We don’t live in a perfect world though so because I have to get up at an ungodly (5:30am) hour to get ready for work tomorrow and every minute of sleep is worth more to me than my first born child (that I don’t have yet), I juice the day before sometimes. Sssshh!! Don’t tell the juice gods. But do tell about this awesome recipe when you try it. Go with organic veggies and fruits whenever possible but if you had to pick only two (heehee!) go with the celery and apples. They are always at the top of the naughty list for being super high in pesticides.

  • 4-5 organic carrots
  • 2 organic fuji apples
  • 8-10 organic celery stalks
  • 1/2 an organic lemon

~Juice, enjoy and store only if you have to!~

PS: Fill your container all the way to the top with your juice if you’ll be storing it to minimize the amount of air and therefore oxidation of your juice.

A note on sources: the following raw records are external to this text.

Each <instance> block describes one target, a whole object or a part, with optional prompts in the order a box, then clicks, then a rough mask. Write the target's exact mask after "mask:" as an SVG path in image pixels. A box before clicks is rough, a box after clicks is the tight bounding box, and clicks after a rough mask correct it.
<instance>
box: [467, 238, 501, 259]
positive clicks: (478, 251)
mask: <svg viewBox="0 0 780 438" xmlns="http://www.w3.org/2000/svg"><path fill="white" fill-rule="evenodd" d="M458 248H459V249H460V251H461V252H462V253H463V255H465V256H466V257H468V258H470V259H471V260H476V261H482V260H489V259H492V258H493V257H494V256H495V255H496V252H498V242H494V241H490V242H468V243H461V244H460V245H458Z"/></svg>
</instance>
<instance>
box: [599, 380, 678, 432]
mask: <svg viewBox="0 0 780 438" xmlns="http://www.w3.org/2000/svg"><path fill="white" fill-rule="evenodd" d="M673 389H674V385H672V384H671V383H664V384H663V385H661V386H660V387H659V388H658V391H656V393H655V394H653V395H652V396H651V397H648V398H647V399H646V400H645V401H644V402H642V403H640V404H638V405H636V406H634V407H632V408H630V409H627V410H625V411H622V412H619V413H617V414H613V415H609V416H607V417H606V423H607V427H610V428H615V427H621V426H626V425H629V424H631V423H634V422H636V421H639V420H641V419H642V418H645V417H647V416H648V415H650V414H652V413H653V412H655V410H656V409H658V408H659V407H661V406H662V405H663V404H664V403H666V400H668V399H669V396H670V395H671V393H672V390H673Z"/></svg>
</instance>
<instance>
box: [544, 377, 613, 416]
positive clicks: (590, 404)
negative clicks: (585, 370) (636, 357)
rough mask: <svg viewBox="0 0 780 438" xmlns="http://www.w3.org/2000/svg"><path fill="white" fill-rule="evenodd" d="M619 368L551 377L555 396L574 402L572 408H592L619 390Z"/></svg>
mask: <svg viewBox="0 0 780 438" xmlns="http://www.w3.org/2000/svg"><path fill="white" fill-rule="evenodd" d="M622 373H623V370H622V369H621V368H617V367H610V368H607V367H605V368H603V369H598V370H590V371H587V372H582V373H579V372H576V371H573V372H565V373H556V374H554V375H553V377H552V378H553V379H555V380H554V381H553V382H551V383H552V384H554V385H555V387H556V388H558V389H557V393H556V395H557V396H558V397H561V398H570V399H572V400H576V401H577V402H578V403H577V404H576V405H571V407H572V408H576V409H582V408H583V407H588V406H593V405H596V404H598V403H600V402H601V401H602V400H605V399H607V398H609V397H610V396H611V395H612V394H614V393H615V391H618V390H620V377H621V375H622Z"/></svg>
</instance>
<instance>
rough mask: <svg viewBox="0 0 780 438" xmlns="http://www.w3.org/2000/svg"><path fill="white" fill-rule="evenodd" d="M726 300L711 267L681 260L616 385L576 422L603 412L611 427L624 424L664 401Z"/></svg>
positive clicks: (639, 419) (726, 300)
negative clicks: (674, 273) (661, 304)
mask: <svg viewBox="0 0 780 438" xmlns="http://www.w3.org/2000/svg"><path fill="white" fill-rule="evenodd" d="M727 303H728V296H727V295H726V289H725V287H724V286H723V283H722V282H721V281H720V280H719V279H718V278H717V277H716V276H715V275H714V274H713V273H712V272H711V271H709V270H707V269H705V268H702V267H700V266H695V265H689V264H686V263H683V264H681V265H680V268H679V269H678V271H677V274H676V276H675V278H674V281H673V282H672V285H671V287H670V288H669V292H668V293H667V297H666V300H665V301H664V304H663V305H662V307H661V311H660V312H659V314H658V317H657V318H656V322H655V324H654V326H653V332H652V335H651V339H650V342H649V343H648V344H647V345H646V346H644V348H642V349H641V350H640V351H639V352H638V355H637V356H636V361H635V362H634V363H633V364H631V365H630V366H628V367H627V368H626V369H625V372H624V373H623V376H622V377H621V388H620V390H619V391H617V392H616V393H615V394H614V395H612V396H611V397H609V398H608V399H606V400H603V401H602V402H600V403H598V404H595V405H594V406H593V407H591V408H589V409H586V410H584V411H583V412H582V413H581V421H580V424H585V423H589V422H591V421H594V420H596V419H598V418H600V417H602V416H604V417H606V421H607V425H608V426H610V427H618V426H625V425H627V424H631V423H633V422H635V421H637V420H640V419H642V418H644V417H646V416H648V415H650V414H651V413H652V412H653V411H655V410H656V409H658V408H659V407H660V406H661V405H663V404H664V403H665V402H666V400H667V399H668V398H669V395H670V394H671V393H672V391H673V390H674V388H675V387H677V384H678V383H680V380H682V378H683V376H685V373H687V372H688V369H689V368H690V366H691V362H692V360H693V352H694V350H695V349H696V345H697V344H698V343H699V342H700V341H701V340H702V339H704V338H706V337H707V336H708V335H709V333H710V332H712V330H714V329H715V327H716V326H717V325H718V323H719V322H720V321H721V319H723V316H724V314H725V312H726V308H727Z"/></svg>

Juice Recipe #19: Green Juice aka My Sunday Snack

Here’s a new green juice recipe I made this weekend that I absolutely enjoyed and wasn’t too ‘green’ tasting. While I can usually tolerate the greenest of juices I realize many can’t, especially those new to juicing. So in an effort to convert as many people to my green-juice-loving cult I am making an effort to create veggie and fruit recipes that are light, tasty and refreshing. This recipe fits that bill to a T!

  • 2-3 really large handfuls of romaine lettuce
  • 1 green apple
  • 1 large head of broccoli
  • 1/2 lemon

This should make somewhere between 14-16 ounces. I’ll definitely be making this recipe over and over again.

~Juice and Enjoy!~

PS: I called it my Sunday snack because I drank it this afternoon/evening while trying to figure out what to make for dinner. It filled me up and kept me thinking straight so I could make a healthy choice. Yay Juice!